Their comrades buried them under a fig tree and left. Years later a group returned to visit the graves and found a great spring flowing on the burial site and named the place Kırkpınar (Forty Springs).
Samona, the original birthplace of Kırkpınar is now within the borders of Greece. At the end of the Balkan War and World War I, Kırkpınar Wrestling took place at Virantekke near Edirne. Since the foundation of the Turkish Republic the contests have been held in the Sarayiçi area of Edirne.
The Kırkpınar Agas (Kırkpınar Landlords) organized the Kırkpınar Oil Wrestling until 1928. They entertained the guests and awarded the winners. Since 1946, the Kırkpınar Oil Wresting has been organized by the Municipality of Edirne.

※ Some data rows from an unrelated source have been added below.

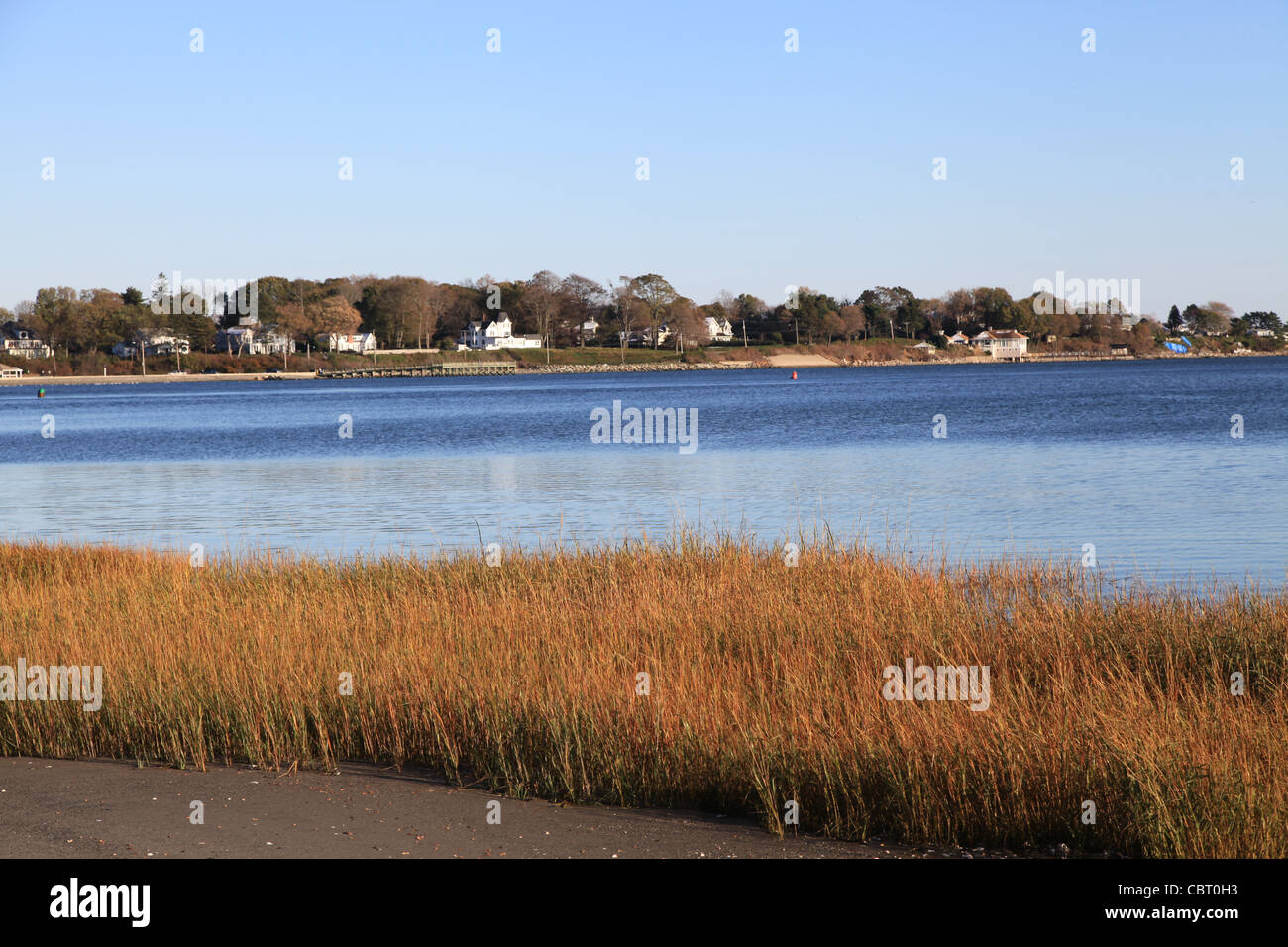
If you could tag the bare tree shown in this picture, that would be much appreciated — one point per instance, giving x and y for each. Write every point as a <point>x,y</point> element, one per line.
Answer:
<point>657,295</point>
<point>542,300</point>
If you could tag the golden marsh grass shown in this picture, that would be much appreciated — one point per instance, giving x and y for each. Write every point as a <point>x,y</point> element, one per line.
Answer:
<point>765,684</point>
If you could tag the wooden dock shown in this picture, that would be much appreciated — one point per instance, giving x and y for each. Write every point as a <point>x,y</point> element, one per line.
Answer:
<point>438,369</point>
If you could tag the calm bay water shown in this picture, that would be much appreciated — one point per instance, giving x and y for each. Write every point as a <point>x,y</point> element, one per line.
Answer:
<point>1134,458</point>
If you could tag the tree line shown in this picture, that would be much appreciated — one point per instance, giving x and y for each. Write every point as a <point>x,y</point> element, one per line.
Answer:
<point>412,312</point>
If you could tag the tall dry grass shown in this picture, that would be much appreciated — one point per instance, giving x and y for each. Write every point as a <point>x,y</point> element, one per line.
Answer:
<point>765,685</point>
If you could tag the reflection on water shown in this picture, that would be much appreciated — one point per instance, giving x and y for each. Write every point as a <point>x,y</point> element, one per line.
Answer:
<point>1133,458</point>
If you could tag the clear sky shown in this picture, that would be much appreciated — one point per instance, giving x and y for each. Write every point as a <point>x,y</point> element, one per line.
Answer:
<point>767,167</point>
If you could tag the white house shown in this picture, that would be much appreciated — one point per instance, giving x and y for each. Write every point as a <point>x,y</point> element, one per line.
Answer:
<point>719,329</point>
<point>1003,343</point>
<point>348,342</point>
<point>154,344</point>
<point>253,339</point>
<point>644,337</point>
<point>21,342</point>
<point>496,335</point>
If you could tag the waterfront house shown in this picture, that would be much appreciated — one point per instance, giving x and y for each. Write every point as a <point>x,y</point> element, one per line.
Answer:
<point>497,334</point>
<point>253,339</point>
<point>1003,343</point>
<point>153,344</point>
<point>719,329</point>
<point>347,342</point>
<point>644,337</point>
<point>20,342</point>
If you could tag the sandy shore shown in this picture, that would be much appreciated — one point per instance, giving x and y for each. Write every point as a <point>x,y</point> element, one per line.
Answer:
<point>146,379</point>
<point>104,809</point>
<point>794,360</point>
<point>789,360</point>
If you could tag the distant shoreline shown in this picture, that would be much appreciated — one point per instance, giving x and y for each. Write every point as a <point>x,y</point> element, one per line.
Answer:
<point>789,360</point>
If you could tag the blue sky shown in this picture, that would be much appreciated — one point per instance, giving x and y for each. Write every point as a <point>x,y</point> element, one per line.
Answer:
<point>767,167</point>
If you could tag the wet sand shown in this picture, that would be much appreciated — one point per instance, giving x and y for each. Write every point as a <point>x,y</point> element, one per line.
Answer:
<point>104,809</point>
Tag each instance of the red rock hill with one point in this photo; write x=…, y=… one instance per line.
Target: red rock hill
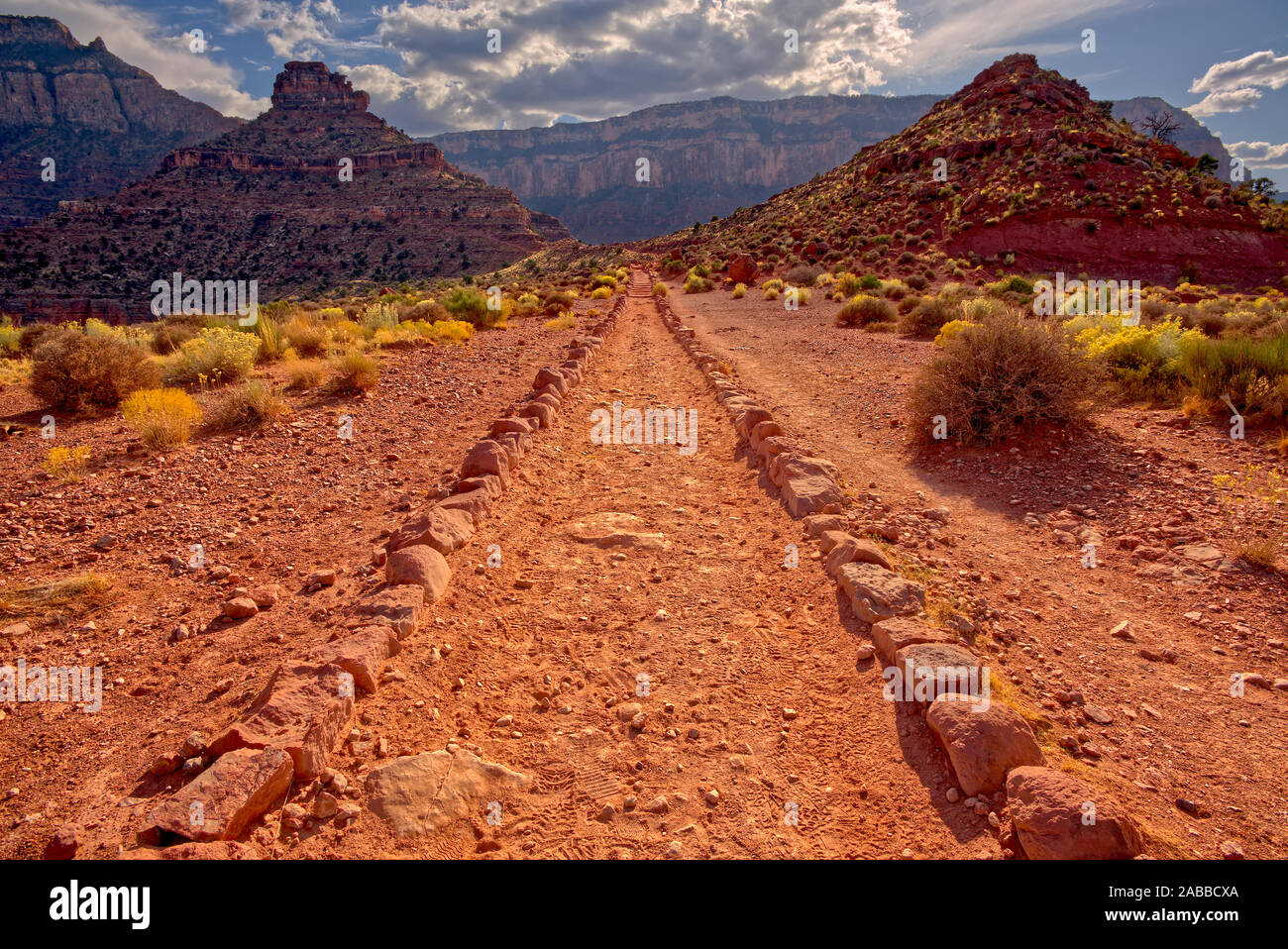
x=266, y=201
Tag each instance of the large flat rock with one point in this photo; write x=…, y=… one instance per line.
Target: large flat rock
x=303, y=711
x=616, y=529
x=425, y=793
x=984, y=741
x=879, y=593
x=224, y=798
x=1057, y=816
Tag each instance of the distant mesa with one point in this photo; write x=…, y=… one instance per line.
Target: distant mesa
x=1019, y=168
x=314, y=88
x=313, y=193
x=104, y=123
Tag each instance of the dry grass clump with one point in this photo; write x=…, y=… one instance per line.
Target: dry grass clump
x=1001, y=377
x=305, y=373
x=73, y=371
x=355, y=372
x=162, y=417
x=249, y=406
x=67, y=464
x=863, y=309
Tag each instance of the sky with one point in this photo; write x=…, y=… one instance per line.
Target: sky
x=429, y=68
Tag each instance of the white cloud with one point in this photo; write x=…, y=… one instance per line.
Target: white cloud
x=595, y=58
x=382, y=84
x=140, y=40
x=1233, y=101
x=292, y=31
x=1260, y=154
x=1261, y=68
x=1232, y=85
x=957, y=33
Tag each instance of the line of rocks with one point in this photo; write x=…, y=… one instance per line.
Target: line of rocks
x=307, y=708
x=991, y=747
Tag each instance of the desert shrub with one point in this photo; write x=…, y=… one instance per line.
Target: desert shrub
x=217, y=356
x=471, y=307
x=1145, y=362
x=161, y=417
x=33, y=336
x=271, y=340
x=136, y=335
x=1016, y=284
x=863, y=309
x=170, y=334
x=803, y=274
x=849, y=283
x=1253, y=373
x=67, y=464
x=894, y=288
x=72, y=371
x=305, y=373
x=305, y=336
x=355, y=372
x=952, y=329
x=11, y=338
x=927, y=317
x=381, y=316
x=557, y=301
x=452, y=331
x=1003, y=377
x=980, y=309
x=248, y=406
x=14, y=372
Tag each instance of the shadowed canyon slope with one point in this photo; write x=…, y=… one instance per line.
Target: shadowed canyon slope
x=1022, y=168
x=704, y=158
x=270, y=201
x=104, y=123
x=707, y=158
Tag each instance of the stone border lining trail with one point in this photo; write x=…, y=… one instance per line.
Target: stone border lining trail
x=990, y=746
x=307, y=707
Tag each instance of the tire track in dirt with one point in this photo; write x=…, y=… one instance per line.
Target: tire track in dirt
x=548, y=649
x=1175, y=733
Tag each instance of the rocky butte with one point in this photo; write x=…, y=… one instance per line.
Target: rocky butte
x=312, y=193
x=104, y=123
x=707, y=158
x=1019, y=168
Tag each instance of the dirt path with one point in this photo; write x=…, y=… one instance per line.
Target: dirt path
x=1175, y=731
x=553, y=644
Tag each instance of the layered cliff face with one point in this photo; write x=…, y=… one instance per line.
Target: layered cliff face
x=314, y=192
x=707, y=158
x=104, y=124
x=703, y=158
x=1019, y=167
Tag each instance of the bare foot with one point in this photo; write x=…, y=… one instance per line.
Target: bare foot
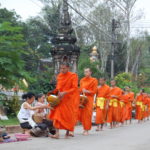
x=54, y=136
x=85, y=133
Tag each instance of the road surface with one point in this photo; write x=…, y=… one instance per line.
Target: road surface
x=129, y=137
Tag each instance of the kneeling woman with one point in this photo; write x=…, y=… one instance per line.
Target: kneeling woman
x=25, y=115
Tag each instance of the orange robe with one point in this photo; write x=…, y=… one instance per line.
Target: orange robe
x=85, y=116
x=65, y=114
x=124, y=99
x=148, y=106
x=113, y=111
x=102, y=96
x=139, y=104
x=129, y=105
x=145, y=106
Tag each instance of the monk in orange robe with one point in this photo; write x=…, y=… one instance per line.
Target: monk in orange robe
x=148, y=106
x=129, y=103
x=113, y=116
x=88, y=87
x=145, y=106
x=139, y=106
x=101, y=103
x=122, y=109
x=64, y=115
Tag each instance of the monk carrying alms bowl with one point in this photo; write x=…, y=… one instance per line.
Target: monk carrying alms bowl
x=83, y=101
x=53, y=100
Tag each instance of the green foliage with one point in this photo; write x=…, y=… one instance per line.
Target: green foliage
x=125, y=79
x=41, y=84
x=84, y=62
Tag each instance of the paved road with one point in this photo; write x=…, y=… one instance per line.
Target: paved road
x=131, y=137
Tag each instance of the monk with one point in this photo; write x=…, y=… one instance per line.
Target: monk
x=64, y=115
x=130, y=100
x=101, y=103
x=88, y=87
x=122, y=109
x=113, y=116
x=139, y=106
x=148, y=106
x=145, y=107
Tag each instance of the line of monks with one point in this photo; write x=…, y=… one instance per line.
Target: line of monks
x=112, y=104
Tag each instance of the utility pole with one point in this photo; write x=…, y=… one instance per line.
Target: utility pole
x=115, y=25
x=113, y=47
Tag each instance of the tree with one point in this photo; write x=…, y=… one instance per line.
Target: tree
x=11, y=48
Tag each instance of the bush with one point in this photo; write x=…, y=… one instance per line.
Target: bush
x=11, y=106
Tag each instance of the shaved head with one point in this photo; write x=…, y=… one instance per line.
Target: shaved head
x=87, y=72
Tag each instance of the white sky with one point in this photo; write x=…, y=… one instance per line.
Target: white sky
x=28, y=8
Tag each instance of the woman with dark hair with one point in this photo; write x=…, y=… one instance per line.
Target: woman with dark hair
x=45, y=124
x=24, y=115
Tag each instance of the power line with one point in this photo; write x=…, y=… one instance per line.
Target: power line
x=36, y=4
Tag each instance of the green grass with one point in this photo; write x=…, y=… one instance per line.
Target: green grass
x=11, y=121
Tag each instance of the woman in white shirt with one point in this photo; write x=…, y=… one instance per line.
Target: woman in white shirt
x=25, y=115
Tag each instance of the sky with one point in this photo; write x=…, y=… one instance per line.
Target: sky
x=29, y=8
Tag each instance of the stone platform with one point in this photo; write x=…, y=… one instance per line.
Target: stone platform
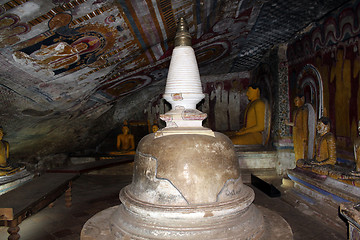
x=8, y=183
x=98, y=227
x=320, y=195
x=257, y=157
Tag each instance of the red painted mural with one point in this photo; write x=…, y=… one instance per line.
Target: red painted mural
x=324, y=65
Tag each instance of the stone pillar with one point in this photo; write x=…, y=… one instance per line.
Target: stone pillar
x=283, y=143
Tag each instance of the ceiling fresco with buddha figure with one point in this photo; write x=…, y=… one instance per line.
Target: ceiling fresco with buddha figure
x=72, y=71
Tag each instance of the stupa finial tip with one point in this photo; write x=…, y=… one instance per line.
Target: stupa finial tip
x=182, y=37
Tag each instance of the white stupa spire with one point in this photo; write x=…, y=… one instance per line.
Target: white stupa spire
x=183, y=89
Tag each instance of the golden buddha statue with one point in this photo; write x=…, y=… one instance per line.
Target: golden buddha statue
x=357, y=151
x=254, y=118
x=125, y=140
x=5, y=168
x=325, y=147
x=300, y=128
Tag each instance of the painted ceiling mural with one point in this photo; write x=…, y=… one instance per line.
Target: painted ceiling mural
x=64, y=64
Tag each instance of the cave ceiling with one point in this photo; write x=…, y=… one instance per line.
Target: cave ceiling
x=71, y=70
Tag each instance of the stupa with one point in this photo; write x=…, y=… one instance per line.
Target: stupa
x=186, y=179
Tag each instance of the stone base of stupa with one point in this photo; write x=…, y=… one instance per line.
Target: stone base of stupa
x=99, y=227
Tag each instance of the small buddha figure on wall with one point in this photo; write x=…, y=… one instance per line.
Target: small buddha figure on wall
x=357, y=152
x=254, y=119
x=125, y=140
x=303, y=128
x=325, y=147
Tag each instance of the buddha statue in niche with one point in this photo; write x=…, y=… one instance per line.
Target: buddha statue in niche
x=254, y=119
x=303, y=128
x=325, y=147
x=125, y=141
x=5, y=168
x=357, y=152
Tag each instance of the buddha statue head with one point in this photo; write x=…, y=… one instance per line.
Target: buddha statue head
x=299, y=100
x=323, y=126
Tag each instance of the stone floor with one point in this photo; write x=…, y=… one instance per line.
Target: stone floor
x=99, y=190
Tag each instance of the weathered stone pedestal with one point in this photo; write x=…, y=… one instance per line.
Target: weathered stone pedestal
x=185, y=186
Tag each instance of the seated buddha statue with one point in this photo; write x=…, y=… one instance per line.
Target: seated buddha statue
x=5, y=168
x=254, y=119
x=125, y=141
x=325, y=147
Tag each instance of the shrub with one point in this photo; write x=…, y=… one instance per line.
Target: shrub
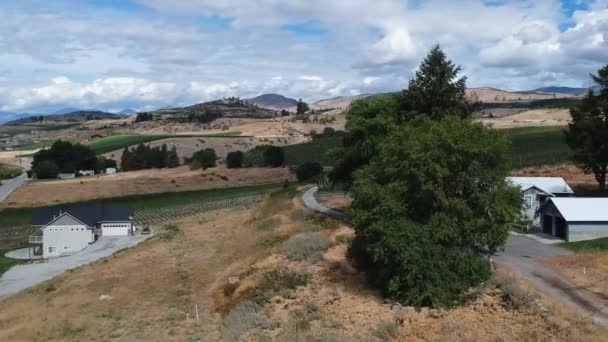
x=274, y=156
x=308, y=170
x=204, y=159
x=234, y=160
x=306, y=246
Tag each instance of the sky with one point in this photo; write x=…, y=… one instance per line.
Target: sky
x=147, y=54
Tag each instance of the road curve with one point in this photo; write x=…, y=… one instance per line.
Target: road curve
x=11, y=185
x=521, y=254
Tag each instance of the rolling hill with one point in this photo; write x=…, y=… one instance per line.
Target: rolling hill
x=77, y=116
x=273, y=101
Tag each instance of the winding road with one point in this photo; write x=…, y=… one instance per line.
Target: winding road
x=11, y=185
x=521, y=254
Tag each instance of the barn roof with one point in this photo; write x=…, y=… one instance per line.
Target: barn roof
x=89, y=213
x=577, y=209
x=551, y=185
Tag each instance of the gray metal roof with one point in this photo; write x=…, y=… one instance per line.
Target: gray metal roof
x=551, y=185
x=577, y=209
x=89, y=213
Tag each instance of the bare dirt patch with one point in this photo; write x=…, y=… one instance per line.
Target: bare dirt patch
x=40, y=193
x=585, y=270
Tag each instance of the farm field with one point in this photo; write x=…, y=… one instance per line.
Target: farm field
x=152, y=209
x=531, y=146
x=118, y=142
x=155, y=290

The main differences that separate Kırkpınar Oil wrestling matches from Olympic wrestling are the duration of the match, tricks, and the rules of defeat. Oil wrestling matches are longer. The most important difference is that the wrestlers cover their body with olive oil to make holding difficult, and they wear kispet.
The tight short leather trousers that each competing Pehlivan (wrestler) wears are called “Kispet”. These kispet are made of water buffalo hide or calfskin and weigh about 12 kilograms. The belt of the kıspet is about four inches wide and half an inch thick. In the past, the wrestler’s wearing of “kispet” was considered a very significant event and there had to be a ceremony. The wrestlers had to achieve the rank of “Pehlivan” before being allowed to wear “kıspet”.
Kıspet are carried in baskets called Zembil, which are made of straw. After the wrestling the kıspet are cleaned and greased to prevent their drying out, and are put into the basket until the next match. When a wrestler hangs his Zembil on the wall it means that he has quit wrestling and will never wrestle again.
All fighters line up along one side of the field and the Cazgır (announcer) introduces the Pehlivans to the audience by announcing their names, titles and skills with appropriate verses and prayers. Then the wrestlers fill the field and begin harmonious warming up movements called “peşrev” accompanied by davul (drum) and zurna (horn).
The first aim of the Pehlivan is to become the Başpehlivan (head wrestler or the champion) at Kırkpınar. The winning wrestler in the “Baş” (head) category receives Başpehlivan of the Year award. The wrestler who becomes Başpehlivan for three consecutive years is awarded the most prestigious award of Kırkpınar: a 14-carat Golden Belt weighing 1.5 kilograms.